Conclusion : Method 2 Comparison method 1 More efficient , Not only io Less , And there's less homework . resolvent 1 in log Read twice ,jobs yes 2. resolvent 2 job The number is 1 . This optimization is not valid id ( such as -99 , ’’, null etc. ) The resulting tilt problem . Put the null key It becomes a string plus a random number , You can divide the slanted data into different reduce On , Solve data skew .
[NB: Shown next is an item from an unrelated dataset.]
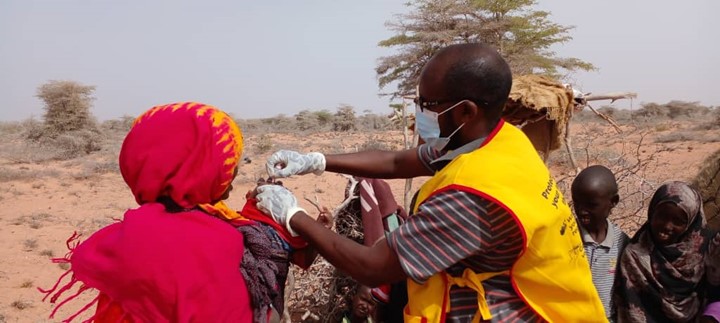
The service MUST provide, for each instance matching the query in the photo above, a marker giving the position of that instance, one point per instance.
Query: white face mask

3.2 Data skew is generated by association of different data types
scene : In the user table user_id Field is int,log In the table user_id The fields already have string There are also types of int type . When according to user_id Make two tables Join In operation , default Hash Operation will press int Type id To distribute , This will lead to all string type id All of the records are assigned to a Reducer in .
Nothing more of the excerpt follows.